« Isabelle avait des fourmis dans les jambes. Elle avait hâte de parcourir la campagne. Prisonnière de son corps piqué(1) qui la meurtrissait, de robes empesées de perles et de vertugade(2), les quatre jours passés à la cour, s’ils avaient été riches en divertissements, rencontres et émotions, avaient été pour elle quatre jours de pur calvaire. Les courtisans qu’elle y avait côtoyés n’auraient pas reconnu la jeune fille en cotte légère et corselet dévalant le grand escalier, une chemise vaporeuse dégageant ses avant-bras, ses pieds pris dans de fines chaussures de cuir. Sa course s’arrêta brusquement au bas des marches, quelque chose l’interpellant. Son regard s’accrocha aux tapisseries ornant les murs du vaste vestibule comme si elle les découvrait pour la première fois.
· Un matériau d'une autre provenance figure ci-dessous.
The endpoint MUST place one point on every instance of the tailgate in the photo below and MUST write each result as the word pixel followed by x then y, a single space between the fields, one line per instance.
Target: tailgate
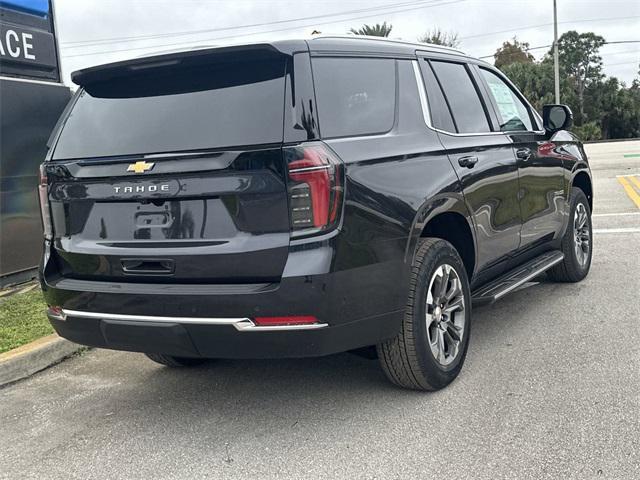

Des vignerons s’y activaient à la tâche, leurs hottes sur le dos, des dames en atours s’y promenaient aux bras de beaux seigneurs. Ses yeux coururent le long des coffres cirés de frais pour s’arrêter enfin sur la table, où quelques pétales de roses étaient tombés. On eût dit que ce décor prenait une importance qu’elle ne lui avait pas accordée jusque-là et qu’elle dût en graver le moindre détail dans sa mémoire. Chassant d’un petit haussement d’épaule l’aile funeste qui jetait une ombre sur sa journée, elle se précipita sur le perron inondé de soleil. »
Masacarade – Chapitre VI – Supplices
(1) Corps piqué : camisole piquée et, plus tard, baleinée. C’est l’ancêtre du corset.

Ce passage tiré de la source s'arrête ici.